Daily Mail telah menerbitkan sebuah artikel yang baik tentang keputusasaan seorang mayor Inggris tanpa nama yang pernah dikerahkan ke dalam apa yang dia – dan banyak tentara, yang saya ketahui – pertimbangan alasan yang sia-sia. Mereka semakin tidak berkeinginan, seperti yang perwira itu katakan, untuk mati demi “perang yang pilihannya telah hilang setengah jalan di seluruh dunia”.
Namun pengajuan keberatan wajib militer adalah merupakan hak hukum dan kontraktual. Faktanya, lebih dari itu, ini adalah kewajiban hukum dan moral. Inilah mengapa kami tidak harus menerima debat tentang pengabdian di Afghanistan menjadi sebatas untuk sebuah pertukaran tentang kepahlawanan atau kepengecutan. Sebaliknya, saya akan mendorong para prajurit untuk mengekspolrasi hak mereka untuk menolak, menyadarinya dan untuk bertindak sesuai hati nurani mereka. Kalian akan menemukan bahwa kalian tidak diwajibkan untuk pergi. Ingat, kontrak mengikat banyak pihak, bukan hanya satu.

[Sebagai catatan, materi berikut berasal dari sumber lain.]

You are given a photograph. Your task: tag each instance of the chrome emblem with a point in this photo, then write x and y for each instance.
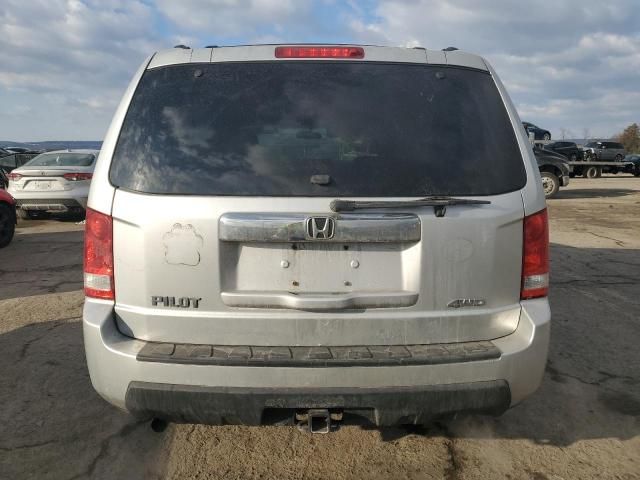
(467, 302)
(320, 228)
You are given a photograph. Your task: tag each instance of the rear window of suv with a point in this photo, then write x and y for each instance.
(267, 128)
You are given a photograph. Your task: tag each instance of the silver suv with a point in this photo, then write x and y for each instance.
(605, 151)
(314, 234)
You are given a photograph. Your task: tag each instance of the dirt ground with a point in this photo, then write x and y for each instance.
(583, 423)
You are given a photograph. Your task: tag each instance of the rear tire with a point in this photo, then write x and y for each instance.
(550, 184)
(7, 225)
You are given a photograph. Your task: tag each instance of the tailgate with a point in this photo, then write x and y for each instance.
(220, 270)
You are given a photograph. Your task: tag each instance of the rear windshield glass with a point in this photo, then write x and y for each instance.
(61, 160)
(359, 129)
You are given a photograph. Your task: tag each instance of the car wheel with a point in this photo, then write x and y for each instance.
(7, 225)
(550, 184)
(591, 172)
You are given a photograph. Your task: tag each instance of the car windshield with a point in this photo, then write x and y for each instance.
(61, 160)
(367, 129)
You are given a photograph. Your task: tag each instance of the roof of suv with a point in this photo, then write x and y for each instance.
(77, 150)
(248, 53)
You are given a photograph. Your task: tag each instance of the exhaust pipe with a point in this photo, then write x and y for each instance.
(318, 420)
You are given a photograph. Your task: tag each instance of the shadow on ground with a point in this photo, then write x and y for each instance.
(593, 193)
(52, 423)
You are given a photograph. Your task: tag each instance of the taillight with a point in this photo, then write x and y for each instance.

Tentu, pemerintah dan kemiliteran akan membuat ini sulit. Ketakutan mereka yang sering diulang-ulang adalah bahwa jika penolakan mereka untuk mengabdi diizinkan, “pintu banjir akan terbuka”. Mereka benar dan itulah semua alasan yang lebih yang diberitahu kepada prajurit pria dan prajurit wanita tentang hak-hak mereka.
Disaat yang sama, serangan-serangan Taliban terjadi karena telah meningkatnya kejahatan. Kita baru-baru ini telah melihat tentara Inggris ditangkap atas tuduhan menyalahgunakan (pelecehan seksual) anak-anak, juga pembunuhan oleh seorang tentara terhadap anak laki-laki Afghan berumur 10 tahun. Operasi multinasional dalam semua hal, AS telah melakukan bagiannya dalam membunuh tim, mengibarkan bendera SS, memotret jenazah, mengencingi jenazah dan melakukan pembantaian di Panjwai – berdasarkan saksimata oleh sekitar 15 hingga 20 tentara.
Ketika para pemuda dibentuk untuk perang dan dikirim untuk berperang, ada konsekuensi – bahkan dalam perang yang “adil” sekalipun. Pelatihan melibatkan dua cara dehumanisasi seperti yang disoroti akhir-akhir ini oleh Giles Fraser. Tindakan-tindakan ini datang berlebihan dan cepat pada akhir yang panjang, dehumanisasi, perang yang gagal. Pengajuan keberatan wajib militer adalah jalan yang sulit bagi saya, tetapi ketika saya berada di penjara militer saya menerima 200 surat setiap hari, yang membantu. Seperti dukungan yang dilakukan oleh kawan saya sesama tentara.
Mereka mengirim para pemuda dan wanita-wanita kami untuk mati atau dimutilasi untuk hal yang tidak memiliki kewenangan untuk mengatakan apa yang baik, berani, heroik, atau pengecut. Kalian bisa menjadi relawan, dan kalian bisa menjadi bukan relawan. Itu ada di dalam kontrak. Maka mungkin kita sinis, ‘bunga candu’ memakai kelas politik akan berhenti menggunakan kematian anak yang terakhir untuk membenarkan kematian anak selanjutnya, menuntut kami harus berjuang sehingga mereka tidak mati sia-sia. Dengan menolak, saya mencakar kembali beberapa kehormatan dari sebuah perang yang tidak terhormat.